Try practicing in a location as similar as possible to your actual presentation space. Try to find an open classroom or use the Speech Lab. Practicing in your bathroom mirror is better than nothing, but your entire audience isn't going to fit in there.
Venue: Find a place where you feel comfortable enough to practice out loud. Where to practice can differ from person to person, so it is important to decide where you feel most comfortable practicing. This can make all the difference! By practicing somewhere you feel comfortable it will be easier to practice the presentation in its entirety.
Audience: Practicing in front of a few people can help decrease nervousness and help build your confidence for when it is time to present in front of the larger audience. Seek out people whom you feel comfortable around and practice presenting to them. Presenting to a smaller crowd is a great stepping-stone for preparing to deliver your actual presentation. Feel better practicing with a larger audience? Gather your friends, roommates, or even GVSU Speech Lab consultants to hear you deliver your presentation.
Using your time well can make all the difference when deciding when and where to practice.

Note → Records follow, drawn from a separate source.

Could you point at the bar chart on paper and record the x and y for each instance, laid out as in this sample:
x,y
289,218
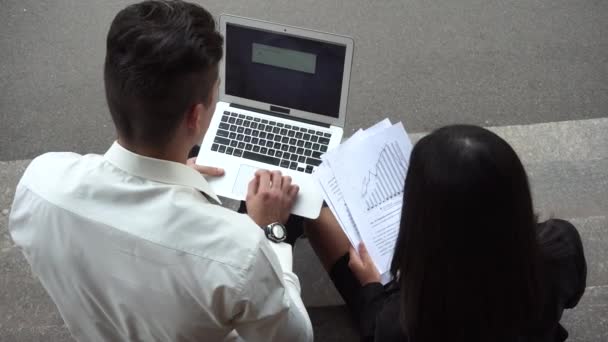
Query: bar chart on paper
x,y
386,178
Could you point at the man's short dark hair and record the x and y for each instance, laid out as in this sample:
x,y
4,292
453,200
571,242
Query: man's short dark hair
x,y
162,58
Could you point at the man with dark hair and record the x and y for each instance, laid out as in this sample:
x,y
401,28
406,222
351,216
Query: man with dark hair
x,y
132,245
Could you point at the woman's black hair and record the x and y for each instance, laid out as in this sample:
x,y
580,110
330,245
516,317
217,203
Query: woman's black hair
x,y
466,258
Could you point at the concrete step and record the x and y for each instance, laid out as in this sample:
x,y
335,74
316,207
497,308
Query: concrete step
x,y
318,290
568,167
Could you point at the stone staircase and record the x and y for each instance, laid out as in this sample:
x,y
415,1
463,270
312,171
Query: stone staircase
x,y
567,163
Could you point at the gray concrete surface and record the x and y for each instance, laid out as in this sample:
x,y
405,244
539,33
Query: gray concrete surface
x,y
429,63
569,180
504,63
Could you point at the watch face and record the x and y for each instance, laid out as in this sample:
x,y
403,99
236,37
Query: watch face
x,y
278,231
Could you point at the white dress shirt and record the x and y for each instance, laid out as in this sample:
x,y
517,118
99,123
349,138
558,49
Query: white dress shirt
x,y
132,248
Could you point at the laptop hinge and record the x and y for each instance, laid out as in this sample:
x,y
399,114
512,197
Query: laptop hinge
x,y
288,117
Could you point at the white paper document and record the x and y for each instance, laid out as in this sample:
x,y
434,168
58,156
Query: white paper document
x,y
363,182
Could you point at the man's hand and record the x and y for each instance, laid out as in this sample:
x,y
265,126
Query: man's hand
x,y
362,266
270,197
205,170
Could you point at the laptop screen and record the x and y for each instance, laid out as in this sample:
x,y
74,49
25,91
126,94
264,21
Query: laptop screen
x,y
284,70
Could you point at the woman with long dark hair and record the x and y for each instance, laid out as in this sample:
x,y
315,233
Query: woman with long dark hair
x,y
471,263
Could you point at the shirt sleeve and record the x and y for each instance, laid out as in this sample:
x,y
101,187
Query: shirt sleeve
x,y
270,307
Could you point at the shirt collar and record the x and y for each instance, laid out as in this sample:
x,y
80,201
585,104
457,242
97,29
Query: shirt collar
x,y
159,170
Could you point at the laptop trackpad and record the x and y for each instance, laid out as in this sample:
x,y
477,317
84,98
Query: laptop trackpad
x,y
246,174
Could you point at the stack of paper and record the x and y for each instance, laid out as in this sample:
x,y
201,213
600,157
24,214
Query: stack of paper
x,y
362,182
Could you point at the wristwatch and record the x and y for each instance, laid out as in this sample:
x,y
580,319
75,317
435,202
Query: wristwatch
x,y
275,232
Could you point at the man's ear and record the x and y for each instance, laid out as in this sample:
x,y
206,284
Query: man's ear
x,y
194,118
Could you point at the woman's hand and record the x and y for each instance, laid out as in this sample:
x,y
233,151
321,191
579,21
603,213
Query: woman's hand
x,y
205,170
362,266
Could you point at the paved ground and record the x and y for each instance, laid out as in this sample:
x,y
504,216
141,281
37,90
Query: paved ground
x,y
507,63
490,62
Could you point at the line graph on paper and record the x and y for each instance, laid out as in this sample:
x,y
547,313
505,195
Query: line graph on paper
x,y
387,177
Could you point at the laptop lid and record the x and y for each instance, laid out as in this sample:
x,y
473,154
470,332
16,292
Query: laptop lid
x,y
286,70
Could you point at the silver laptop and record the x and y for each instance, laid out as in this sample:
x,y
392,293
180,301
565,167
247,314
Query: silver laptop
x,y
282,105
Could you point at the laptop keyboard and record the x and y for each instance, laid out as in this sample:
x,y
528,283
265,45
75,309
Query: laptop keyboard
x,y
270,142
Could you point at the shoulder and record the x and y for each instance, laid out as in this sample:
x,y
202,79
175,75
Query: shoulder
x,y
52,166
213,232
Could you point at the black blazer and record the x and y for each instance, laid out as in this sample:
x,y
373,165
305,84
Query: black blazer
x,y
563,266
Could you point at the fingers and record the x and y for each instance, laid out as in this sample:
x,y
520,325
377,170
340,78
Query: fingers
x,y
252,188
293,191
277,180
286,182
364,254
264,180
354,262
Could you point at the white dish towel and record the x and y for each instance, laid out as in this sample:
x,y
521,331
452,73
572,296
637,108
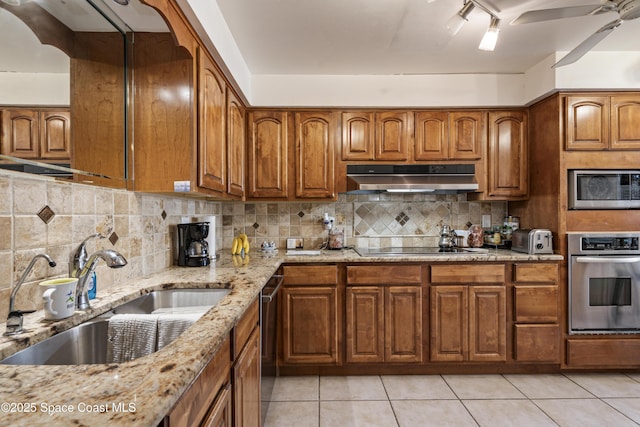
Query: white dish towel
x,y
131,336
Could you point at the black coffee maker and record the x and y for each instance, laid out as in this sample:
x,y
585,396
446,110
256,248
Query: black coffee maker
x,y
193,250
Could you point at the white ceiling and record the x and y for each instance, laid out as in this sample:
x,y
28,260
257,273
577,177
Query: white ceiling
x,y
395,37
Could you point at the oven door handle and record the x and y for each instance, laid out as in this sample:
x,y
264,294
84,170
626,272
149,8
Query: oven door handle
x,y
271,295
608,260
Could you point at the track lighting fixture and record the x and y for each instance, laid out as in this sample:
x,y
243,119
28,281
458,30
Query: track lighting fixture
x,y
490,38
457,21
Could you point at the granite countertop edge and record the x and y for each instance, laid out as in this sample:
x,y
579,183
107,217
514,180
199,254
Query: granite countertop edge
x,y
142,391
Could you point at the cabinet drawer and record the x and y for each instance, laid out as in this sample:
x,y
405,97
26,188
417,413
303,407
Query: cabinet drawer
x,y
194,403
535,273
244,327
474,273
609,352
536,304
384,275
537,343
311,275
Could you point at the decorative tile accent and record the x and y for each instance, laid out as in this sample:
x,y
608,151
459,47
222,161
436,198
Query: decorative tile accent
x,y
113,238
46,214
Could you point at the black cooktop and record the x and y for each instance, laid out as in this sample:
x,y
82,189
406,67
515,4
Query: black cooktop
x,y
411,251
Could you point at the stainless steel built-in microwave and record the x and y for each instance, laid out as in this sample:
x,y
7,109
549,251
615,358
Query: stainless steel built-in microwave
x,y
604,189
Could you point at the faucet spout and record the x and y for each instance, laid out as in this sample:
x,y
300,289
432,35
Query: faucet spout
x,y
112,258
14,321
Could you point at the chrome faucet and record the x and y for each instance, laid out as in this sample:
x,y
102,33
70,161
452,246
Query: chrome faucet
x,y
111,257
14,321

It is important to set goals for yourself as well as to avoid procrastination.
Goal Setting: Setting realistic and achievable goals can help make practicing for a presentation a lot less overwhelming. Try creating a practice schedule by setting aside designated times to practice during the day. For example, maybe you dedicate 15 minutes of your morning to practice your introduction out loud while you get ready, and then you use that hour break between classes to work on practicing the body of your speech, then after dinner you practice the conclusion. While the task may seem daunting at first, breaking it up and setting goals for yourself will make it much more manageable!
Avoiding Procrastination: It is always important to get a good night's sleep before the day of your presentation. Staying up late the night before and waking up extremely early the day of can actually hinder your ability to present. Try and begin your practices at least a week before presentation day. Overall, this will make you feel more confident and prepared.
Methods for Practicing
Once you find a comfortable location to practice in, it is important to begin the actual preparation. Sometimes it can be difficult to know how to even start. Remember, that once you are ready to practice your whole speech out loud, one of the most helpful things we can do as speakers is to simulate the environment in which we will be giving our actual presentation. While you might not be able to get into the actual room that you will be delivering your presentation, standing up and practicing your speech out loud is a great start!

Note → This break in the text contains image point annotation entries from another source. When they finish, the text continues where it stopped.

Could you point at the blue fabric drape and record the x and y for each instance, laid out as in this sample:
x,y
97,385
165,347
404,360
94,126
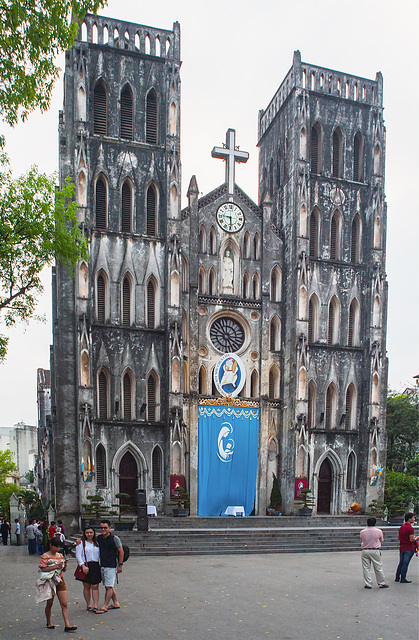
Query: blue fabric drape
x,y
227,458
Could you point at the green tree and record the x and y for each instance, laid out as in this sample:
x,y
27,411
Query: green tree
x,y
32,33
7,466
38,224
402,430
400,491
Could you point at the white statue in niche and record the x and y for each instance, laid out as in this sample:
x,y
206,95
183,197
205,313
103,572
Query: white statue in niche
x,y
228,271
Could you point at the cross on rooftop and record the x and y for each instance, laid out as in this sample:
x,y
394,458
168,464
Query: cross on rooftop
x,y
230,154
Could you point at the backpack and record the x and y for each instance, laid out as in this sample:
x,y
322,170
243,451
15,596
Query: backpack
x,y
125,548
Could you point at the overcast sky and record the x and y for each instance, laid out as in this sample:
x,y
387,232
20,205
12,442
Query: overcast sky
x,y
235,54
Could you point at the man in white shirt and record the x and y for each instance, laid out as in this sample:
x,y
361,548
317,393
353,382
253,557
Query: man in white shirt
x,y
371,539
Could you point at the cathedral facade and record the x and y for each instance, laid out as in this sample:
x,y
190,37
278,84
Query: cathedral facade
x,y
294,285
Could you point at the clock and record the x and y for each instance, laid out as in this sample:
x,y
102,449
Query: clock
x,y
230,217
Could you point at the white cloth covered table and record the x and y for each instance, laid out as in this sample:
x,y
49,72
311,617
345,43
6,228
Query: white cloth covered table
x,y
235,511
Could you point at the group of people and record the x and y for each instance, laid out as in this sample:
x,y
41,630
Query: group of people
x,y
100,558
371,540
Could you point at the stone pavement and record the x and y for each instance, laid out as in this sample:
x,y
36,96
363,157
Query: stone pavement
x,y
308,596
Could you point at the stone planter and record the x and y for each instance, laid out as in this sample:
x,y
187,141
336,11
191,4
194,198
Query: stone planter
x,y
128,525
180,513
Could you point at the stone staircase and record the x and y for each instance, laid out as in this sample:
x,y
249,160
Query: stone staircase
x,y
214,536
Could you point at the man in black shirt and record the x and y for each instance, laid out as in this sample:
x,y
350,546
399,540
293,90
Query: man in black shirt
x,y
111,559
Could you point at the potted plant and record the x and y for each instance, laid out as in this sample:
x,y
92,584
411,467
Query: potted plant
x,y
274,508
94,510
181,499
123,525
307,502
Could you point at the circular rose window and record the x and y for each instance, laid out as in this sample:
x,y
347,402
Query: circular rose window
x,y
227,335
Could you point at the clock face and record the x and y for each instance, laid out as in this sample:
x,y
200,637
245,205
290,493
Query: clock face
x,y
230,217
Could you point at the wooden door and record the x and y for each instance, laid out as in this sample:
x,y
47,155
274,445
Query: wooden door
x,y
324,493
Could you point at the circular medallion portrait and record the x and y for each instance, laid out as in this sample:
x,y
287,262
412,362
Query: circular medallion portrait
x,y
229,375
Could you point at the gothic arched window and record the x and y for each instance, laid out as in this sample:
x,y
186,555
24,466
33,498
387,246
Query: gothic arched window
x,y
316,149
127,122
151,209
103,395
152,118
151,304
100,109
314,233
356,239
157,468
101,203
358,157
100,466
337,153
126,207
126,301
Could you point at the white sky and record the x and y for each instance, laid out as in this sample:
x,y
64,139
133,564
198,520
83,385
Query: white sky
x,y
235,54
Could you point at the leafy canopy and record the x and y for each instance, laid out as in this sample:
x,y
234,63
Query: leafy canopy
x,y
402,431
7,465
37,225
32,33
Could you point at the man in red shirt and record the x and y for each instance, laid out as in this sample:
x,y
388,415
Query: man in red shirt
x,y
407,541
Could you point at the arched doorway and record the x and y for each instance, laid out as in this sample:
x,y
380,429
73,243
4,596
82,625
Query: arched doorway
x,y
324,493
128,478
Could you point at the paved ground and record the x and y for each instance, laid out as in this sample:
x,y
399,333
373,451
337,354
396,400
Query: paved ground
x,y
317,596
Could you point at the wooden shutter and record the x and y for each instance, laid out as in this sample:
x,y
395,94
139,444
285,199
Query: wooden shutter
x,y
328,407
351,325
103,396
330,325
126,207
313,235
151,319
151,118
310,321
100,203
314,151
127,396
151,211
101,290
126,127
151,398
100,467
126,302
333,244
156,464
100,109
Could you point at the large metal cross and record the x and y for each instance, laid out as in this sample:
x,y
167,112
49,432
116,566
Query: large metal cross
x,y
230,154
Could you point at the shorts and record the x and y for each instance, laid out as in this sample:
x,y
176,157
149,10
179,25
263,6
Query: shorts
x,y
61,586
108,576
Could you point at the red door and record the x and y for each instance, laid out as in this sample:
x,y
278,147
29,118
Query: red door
x,y
324,493
128,478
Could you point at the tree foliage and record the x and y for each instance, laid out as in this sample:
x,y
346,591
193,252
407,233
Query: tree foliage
x,y
38,224
32,33
401,490
7,466
402,430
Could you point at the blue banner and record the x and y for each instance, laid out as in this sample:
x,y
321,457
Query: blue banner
x,y
227,458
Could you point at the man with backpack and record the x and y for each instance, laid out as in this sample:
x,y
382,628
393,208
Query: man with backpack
x,y
111,561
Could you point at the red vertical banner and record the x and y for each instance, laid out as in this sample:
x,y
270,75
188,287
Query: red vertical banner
x,y
175,483
300,484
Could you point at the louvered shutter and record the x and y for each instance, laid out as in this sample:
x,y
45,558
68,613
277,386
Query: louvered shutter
x,y
126,208
151,118
126,127
100,203
100,115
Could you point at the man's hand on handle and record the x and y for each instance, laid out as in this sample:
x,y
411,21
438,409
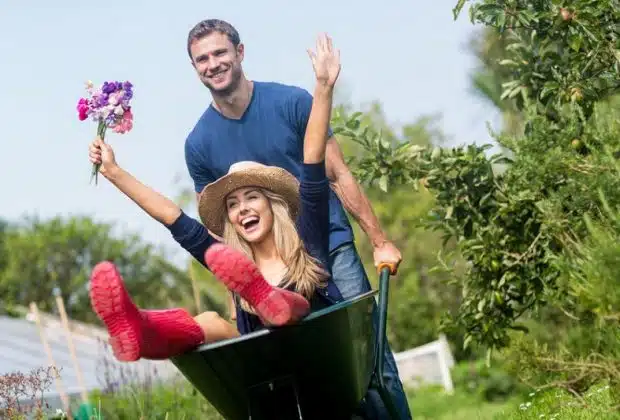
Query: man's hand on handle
x,y
387,253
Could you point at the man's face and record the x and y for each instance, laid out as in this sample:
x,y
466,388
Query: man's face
x,y
217,62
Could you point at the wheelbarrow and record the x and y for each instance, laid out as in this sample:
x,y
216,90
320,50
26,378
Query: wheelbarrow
x,y
320,368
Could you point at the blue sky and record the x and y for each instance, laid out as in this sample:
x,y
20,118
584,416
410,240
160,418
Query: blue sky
x,y
408,54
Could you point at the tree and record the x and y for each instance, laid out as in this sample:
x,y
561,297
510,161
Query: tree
x,y
512,226
61,252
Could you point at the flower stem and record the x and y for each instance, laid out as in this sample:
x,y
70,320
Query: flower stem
x,y
101,133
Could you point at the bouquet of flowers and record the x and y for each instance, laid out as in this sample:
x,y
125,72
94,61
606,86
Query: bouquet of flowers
x,y
108,105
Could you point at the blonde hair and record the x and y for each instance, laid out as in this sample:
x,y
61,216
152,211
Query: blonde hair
x,y
302,270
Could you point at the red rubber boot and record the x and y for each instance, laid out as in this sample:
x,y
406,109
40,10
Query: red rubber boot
x,y
275,306
134,333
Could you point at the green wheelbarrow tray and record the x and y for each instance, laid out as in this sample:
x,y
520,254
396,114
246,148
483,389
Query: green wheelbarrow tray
x,y
317,369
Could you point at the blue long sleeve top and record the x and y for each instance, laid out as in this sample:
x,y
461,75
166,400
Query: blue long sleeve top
x,y
312,225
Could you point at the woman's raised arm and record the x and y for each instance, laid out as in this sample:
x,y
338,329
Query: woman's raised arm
x,y
326,64
156,205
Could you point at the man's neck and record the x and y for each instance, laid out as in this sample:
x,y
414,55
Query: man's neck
x,y
234,104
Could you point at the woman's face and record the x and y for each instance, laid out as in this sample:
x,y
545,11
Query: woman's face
x,y
250,213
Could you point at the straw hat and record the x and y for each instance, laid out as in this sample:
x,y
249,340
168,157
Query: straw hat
x,y
212,204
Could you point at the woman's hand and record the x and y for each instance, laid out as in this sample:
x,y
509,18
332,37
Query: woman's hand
x,y
325,61
102,154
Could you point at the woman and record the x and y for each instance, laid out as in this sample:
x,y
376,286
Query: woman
x,y
277,270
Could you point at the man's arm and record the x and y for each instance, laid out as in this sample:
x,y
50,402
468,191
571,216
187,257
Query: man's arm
x,y
357,204
351,194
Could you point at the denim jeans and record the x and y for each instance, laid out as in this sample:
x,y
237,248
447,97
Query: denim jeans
x,y
350,277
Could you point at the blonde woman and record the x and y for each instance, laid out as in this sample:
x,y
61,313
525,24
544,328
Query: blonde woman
x,y
275,242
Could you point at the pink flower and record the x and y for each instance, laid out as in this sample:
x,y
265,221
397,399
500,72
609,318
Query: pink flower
x,y
125,124
82,108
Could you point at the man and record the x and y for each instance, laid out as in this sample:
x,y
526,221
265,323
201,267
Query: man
x,y
266,122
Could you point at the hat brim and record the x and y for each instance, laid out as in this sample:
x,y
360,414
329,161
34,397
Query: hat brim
x,y
212,205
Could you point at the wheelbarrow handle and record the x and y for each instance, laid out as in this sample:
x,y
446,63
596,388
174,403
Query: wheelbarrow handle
x,y
384,288
385,270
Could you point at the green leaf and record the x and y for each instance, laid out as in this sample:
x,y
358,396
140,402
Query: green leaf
x,y
383,183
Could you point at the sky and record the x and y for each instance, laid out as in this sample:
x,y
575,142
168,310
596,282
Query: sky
x,y
409,55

Familiarize: Many speakers might not know where to begin when practicing for a presentation. Start by familiarizing yourself with the presentation. Flip through the slides, skim over the speech outline, and look over any visual aids you plan to use during your presentation. By having an idea of what slide comes next or what main point is next, you will begin to feel more confident and more prepared in your presentation.

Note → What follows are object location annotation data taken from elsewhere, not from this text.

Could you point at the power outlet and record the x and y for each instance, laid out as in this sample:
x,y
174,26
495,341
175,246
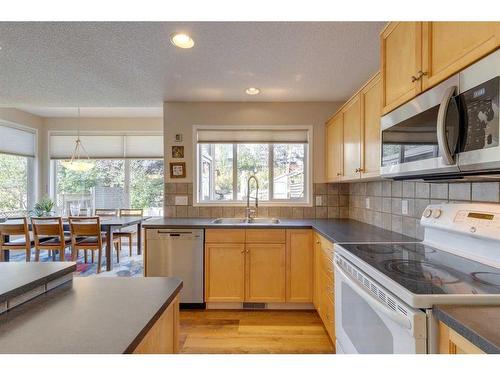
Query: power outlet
x,y
319,200
404,207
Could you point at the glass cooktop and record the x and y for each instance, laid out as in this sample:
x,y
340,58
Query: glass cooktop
x,y
426,270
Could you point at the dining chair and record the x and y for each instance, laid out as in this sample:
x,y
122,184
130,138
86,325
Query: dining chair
x,y
18,229
48,233
86,235
128,232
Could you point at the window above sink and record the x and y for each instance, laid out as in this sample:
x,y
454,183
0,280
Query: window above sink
x,y
278,156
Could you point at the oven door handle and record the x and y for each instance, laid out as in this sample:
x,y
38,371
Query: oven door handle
x,y
441,126
373,302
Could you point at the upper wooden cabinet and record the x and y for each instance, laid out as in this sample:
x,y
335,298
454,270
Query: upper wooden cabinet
x,y
416,56
401,45
448,47
352,138
334,147
371,99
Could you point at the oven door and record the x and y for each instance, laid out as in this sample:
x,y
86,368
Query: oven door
x,y
369,320
421,137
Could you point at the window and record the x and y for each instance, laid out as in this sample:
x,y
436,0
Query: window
x,y
127,171
17,155
280,166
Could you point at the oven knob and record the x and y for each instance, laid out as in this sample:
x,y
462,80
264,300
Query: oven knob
x,y
436,213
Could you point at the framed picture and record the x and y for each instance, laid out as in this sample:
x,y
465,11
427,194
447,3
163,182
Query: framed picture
x,y
177,152
178,170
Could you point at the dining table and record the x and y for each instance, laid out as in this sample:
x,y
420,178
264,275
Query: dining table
x,y
109,224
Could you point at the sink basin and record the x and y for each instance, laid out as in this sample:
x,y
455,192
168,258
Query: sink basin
x,y
238,220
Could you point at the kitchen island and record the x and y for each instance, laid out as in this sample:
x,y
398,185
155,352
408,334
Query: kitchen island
x,y
96,315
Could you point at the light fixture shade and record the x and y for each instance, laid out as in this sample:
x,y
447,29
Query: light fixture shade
x,y
77,165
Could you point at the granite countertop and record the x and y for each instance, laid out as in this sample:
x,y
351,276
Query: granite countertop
x,y
478,324
335,230
90,315
17,278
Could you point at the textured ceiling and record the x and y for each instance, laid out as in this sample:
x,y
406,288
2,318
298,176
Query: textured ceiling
x,y
133,64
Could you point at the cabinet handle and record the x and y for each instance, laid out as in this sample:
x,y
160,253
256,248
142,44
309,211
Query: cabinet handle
x,y
419,75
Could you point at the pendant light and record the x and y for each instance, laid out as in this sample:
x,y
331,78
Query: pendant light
x,y
76,163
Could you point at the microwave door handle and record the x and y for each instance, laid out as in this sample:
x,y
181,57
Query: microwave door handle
x,y
441,126
373,302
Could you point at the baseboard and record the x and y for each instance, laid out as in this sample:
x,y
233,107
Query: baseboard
x,y
269,306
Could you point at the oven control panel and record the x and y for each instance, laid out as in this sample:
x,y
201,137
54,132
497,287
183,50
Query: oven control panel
x,y
479,219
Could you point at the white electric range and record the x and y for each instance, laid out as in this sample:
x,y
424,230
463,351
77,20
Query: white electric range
x,y
384,292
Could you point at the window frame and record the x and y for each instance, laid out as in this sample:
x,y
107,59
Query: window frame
x,y
308,168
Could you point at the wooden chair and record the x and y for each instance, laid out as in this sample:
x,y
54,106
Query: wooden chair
x,y
23,243
48,233
125,233
86,235
111,212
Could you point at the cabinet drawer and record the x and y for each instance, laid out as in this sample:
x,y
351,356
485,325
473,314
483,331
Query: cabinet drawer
x,y
265,236
225,235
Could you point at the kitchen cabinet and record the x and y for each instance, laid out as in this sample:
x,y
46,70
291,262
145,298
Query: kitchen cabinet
x,y
299,265
265,265
265,273
334,147
224,272
371,104
448,47
163,337
416,56
450,342
352,138
324,283
401,50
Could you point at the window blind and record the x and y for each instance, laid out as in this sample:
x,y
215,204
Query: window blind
x,y
16,141
106,146
252,136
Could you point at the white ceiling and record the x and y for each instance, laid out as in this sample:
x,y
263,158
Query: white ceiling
x,y
133,64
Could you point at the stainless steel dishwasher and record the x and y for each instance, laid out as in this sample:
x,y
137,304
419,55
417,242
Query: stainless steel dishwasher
x,y
178,253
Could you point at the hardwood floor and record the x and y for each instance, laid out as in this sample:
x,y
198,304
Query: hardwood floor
x,y
239,332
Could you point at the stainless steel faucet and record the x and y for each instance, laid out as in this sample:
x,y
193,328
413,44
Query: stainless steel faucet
x,y
249,213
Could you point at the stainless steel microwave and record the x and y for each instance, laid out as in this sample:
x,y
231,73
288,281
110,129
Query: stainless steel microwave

Practicing out loud: Start delivering the text out loud-remember Nike's motto and just do it! A good place to begin is by simply reading everything over a few times. Try highlighting, underlining, or bolding certain words or phrases you want to emphasize during your actual presentation. This gives you a visual reminder that you can use while practicing. As you become more confident and aware of the information in your presentation, begin to use your outline, PowerPoint, etc. as only a guide to reference. It is important to practice your presentation in its entirety, just as you would present it in the classroom. What voice or tone would you use? What gestures or movement? Try doing whatever comes naturally.
Pro Tip: As you practice your presentation, record yourself speaking. Listen to your recording while you're in the shower, on the way to class, or working out. The more you hear it, the more familiar you will be with your presentation.